Stadt der Engel
soll man dazu sagen.
Vielleicht können wir uns darauf einigen, daß rhetorische Fragen nicht beantwortet werden müssen.
Okay, okay. Wie du wohl weißt, werde ich demnächst dreiundfünfzig, sagte Peter Gutman.
Was wir hoffentlich mit einer guten Flasche kalifornischen Weines feiern werden.

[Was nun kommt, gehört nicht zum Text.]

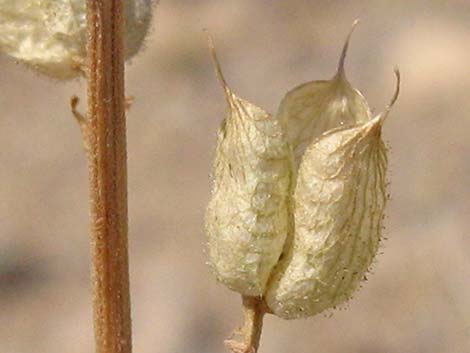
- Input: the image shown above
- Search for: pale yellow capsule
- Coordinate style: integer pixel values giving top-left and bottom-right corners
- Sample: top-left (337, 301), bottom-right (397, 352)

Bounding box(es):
top-left (277, 21), bottom-right (370, 167)
top-left (206, 38), bottom-right (291, 296)
top-left (0, 0), bottom-right (152, 79)
top-left (266, 72), bottom-right (399, 319)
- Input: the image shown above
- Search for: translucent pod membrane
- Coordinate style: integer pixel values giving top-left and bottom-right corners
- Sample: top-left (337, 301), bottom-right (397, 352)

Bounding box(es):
top-left (206, 40), bottom-right (291, 296)
top-left (277, 21), bottom-right (370, 169)
top-left (0, 0), bottom-right (152, 79)
top-left (266, 117), bottom-right (387, 319)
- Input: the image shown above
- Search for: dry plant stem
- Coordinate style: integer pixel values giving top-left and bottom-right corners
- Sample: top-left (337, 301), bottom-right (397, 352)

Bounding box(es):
top-left (225, 296), bottom-right (266, 353)
top-left (85, 0), bottom-right (132, 353)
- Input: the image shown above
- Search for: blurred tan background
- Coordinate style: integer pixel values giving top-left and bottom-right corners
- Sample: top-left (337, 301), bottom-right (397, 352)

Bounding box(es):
top-left (0, 0), bottom-right (470, 353)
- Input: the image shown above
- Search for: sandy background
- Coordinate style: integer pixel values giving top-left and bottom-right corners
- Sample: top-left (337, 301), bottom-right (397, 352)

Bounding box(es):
top-left (0, 0), bottom-right (470, 353)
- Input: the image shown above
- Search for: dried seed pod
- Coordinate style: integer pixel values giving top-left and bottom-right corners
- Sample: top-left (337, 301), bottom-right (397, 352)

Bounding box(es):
top-left (206, 38), bottom-right (291, 296)
top-left (266, 72), bottom-right (399, 319)
top-left (277, 20), bottom-right (370, 167)
top-left (0, 0), bottom-right (152, 79)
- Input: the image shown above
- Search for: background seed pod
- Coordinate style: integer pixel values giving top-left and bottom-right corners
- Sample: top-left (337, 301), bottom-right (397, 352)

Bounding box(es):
top-left (277, 20), bottom-right (370, 167)
top-left (206, 45), bottom-right (291, 296)
top-left (266, 73), bottom-right (399, 319)
top-left (0, 0), bottom-right (152, 79)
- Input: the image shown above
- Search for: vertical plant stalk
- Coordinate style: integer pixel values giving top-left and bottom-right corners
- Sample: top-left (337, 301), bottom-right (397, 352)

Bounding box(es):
top-left (86, 0), bottom-right (132, 353)
top-left (225, 296), bottom-right (266, 353)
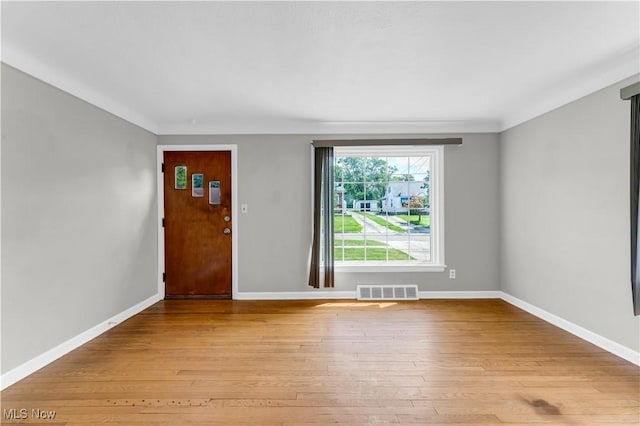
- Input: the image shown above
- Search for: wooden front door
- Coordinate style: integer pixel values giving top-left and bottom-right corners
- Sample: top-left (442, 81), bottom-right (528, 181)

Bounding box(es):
top-left (164, 151), bottom-right (232, 299)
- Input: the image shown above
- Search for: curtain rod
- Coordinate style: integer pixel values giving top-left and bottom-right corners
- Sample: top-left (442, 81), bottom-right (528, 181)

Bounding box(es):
top-left (620, 81), bottom-right (640, 101)
top-left (312, 138), bottom-right (462, 148)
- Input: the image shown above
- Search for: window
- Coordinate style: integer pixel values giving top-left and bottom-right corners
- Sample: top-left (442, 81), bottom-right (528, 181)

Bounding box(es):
top-left (333, 146), bottom-right (445, 271)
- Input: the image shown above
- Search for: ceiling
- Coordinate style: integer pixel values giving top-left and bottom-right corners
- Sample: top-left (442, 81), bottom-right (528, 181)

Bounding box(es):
top-left (1, 1), bottom-right (640, 134)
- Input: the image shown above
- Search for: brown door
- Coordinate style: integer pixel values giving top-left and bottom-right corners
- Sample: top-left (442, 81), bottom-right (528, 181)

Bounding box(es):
top-left (164, 151), bottom-right (232, 299)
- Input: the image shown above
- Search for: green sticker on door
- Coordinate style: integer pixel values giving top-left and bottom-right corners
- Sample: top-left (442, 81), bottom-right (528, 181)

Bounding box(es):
top-left (209, 180), bottom-right (220, 204)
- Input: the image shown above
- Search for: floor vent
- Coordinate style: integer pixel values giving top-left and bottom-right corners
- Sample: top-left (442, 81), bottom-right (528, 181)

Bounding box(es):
top-left (356, 284), bottom-right (418, 300)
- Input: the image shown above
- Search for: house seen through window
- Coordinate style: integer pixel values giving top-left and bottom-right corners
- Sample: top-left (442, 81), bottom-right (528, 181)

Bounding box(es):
top-left (333, 146), bottom-right (443, 267)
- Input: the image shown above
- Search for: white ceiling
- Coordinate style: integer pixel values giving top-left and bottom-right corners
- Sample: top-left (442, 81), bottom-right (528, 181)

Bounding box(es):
top-left (1, 1), bottom-right (640, 134)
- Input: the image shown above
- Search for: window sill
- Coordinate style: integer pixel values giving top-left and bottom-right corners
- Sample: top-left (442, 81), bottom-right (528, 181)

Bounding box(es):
top-left (334, 262), bottom-right (447, 272)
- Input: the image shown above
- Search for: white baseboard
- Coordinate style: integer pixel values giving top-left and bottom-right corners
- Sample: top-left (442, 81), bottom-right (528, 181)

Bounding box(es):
top-left (233, 289), bottom-right (502, 300)
top-left (0, 294), bottom-right (160, 390)
top-left (418, 291), bottom-right (502, 299)
top-left (233, 289), bottom-right (356, 300)
top-left (500, 292), bottom-right (640, 366)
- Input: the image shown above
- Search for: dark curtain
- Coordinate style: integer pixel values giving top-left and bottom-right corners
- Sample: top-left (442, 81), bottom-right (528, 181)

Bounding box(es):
top-left (630, 95), bottom-right (640, 315)
top-left (309, 147), bottom-right (334, 288)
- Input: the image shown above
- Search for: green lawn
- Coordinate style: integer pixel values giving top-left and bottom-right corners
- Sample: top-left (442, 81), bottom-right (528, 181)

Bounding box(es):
top-left (333, 239), bottom-right (415, 261)
top-left (333, 238), bottom-right (385, 247)
top-left (333, 215), bottom-right (362, 233)
top-left (354, 212), bottom-right (404, 232)
top-left (396, 214), bottom-right (431, 226)
top-left (333, 247), bottom-right (415, 261)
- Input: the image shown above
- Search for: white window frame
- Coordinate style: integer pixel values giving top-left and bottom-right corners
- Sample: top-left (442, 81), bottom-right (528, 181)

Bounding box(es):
top-left (334, 145), bottom-right (447, 272)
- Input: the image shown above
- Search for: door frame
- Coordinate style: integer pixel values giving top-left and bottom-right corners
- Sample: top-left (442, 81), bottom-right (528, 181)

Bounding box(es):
top-left (156, 144), bottom-right (238, 300)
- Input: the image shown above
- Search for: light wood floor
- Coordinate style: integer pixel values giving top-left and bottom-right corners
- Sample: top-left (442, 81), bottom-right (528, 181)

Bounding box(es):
top-left (1, 300), bottom-right (640, 426)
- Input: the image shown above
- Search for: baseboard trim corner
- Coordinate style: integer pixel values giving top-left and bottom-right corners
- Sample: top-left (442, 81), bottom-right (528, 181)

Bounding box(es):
top-left (0, 294), bottom-right (160, 390)
top-left (501, 292), bottom-right (640, 366)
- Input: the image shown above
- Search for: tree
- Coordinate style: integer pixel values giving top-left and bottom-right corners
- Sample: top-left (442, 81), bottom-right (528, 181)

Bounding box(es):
top-left (420, 170), bottom-right (431, 209)
top-left (334, 157), bottom-right (397, 206)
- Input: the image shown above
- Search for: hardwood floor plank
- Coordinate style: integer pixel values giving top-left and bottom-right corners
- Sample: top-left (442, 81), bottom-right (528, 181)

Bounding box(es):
top-left (0, 299), bottom-right (640, 426)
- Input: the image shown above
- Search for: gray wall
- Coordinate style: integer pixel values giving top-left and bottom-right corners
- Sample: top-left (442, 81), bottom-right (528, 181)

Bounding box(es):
top-left (158, 134), bottom-right (499, 292)
top-left (500, 77), bottom-right (640, 351)
top-left (1, 65), bottom-right (157, 373)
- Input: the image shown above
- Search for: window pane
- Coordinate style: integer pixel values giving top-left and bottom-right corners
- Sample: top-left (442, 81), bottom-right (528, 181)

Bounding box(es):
top-left (334, 147), bottom-right (440, 264)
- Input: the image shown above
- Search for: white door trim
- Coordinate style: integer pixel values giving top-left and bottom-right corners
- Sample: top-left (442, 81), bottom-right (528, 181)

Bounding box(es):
top-left (156, 144), bottom-right (238, 299)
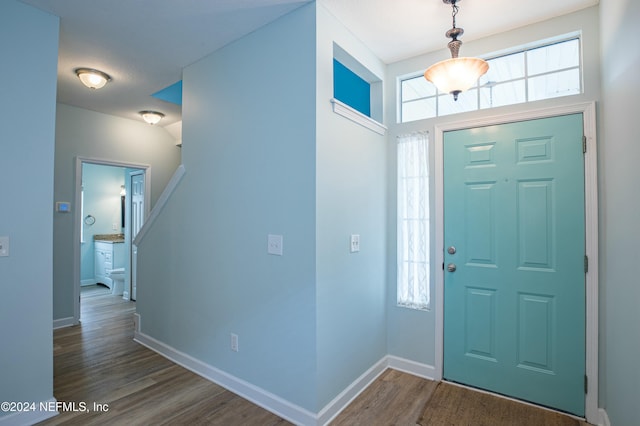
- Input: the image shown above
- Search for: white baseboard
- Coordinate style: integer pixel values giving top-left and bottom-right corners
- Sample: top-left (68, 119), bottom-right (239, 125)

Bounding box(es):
top-left (597, 408), bottom-right (611, 426)
top-left (134, 330), bottom-right (435, 426)
top-left (53, 317), bottom-right (79, 330)
top-left (316, 357), bottom-right (388, 425)
top-left (133, 331), bottom-right (317, 426)
top-left (0, 397), bottom-right (58, 426)
top-left (387, 355), bottom-right (437, 380)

Und ich hänge in der Luft wie ein Jüngling. Habe mir nichts aufgebaut. Keine Ehe. Keine Familie, die ich gerne hätte. Keine dauerhafte Beziehung zu einer Frau, nicht mal eine nennenswerte berufliche Karriere.
Einspruch, Euer Ehren.
Ach geh. Ja, ja! Seit zwanzig Jahren bin ich besessen von meinem Philosophen, durchleuchte noch seine abseitigsten Regungen, ein Mann, der seinerseits lauter Fragmente hinterlassen hat. Ich bitte dich, man muß Herrn Freud nicht kennen, um dieses unstillbare Bedürfnis, mich durch einen anderen auszudrücken, einen anderen vor mich zu schieben, neurotisch zu finden. Einen, der mich erdrückt. Der sich in mich eingefressen hat, wie ich mich in ihn eingefressen habe, unauflöslich sind wir ineinander verstrickt. Ich kann ihn nicht loswerden, und er hindert mich perverserweise, das Buch über ihn, in dem ich mich verewigen und begraben will, zu Ende zu bringen.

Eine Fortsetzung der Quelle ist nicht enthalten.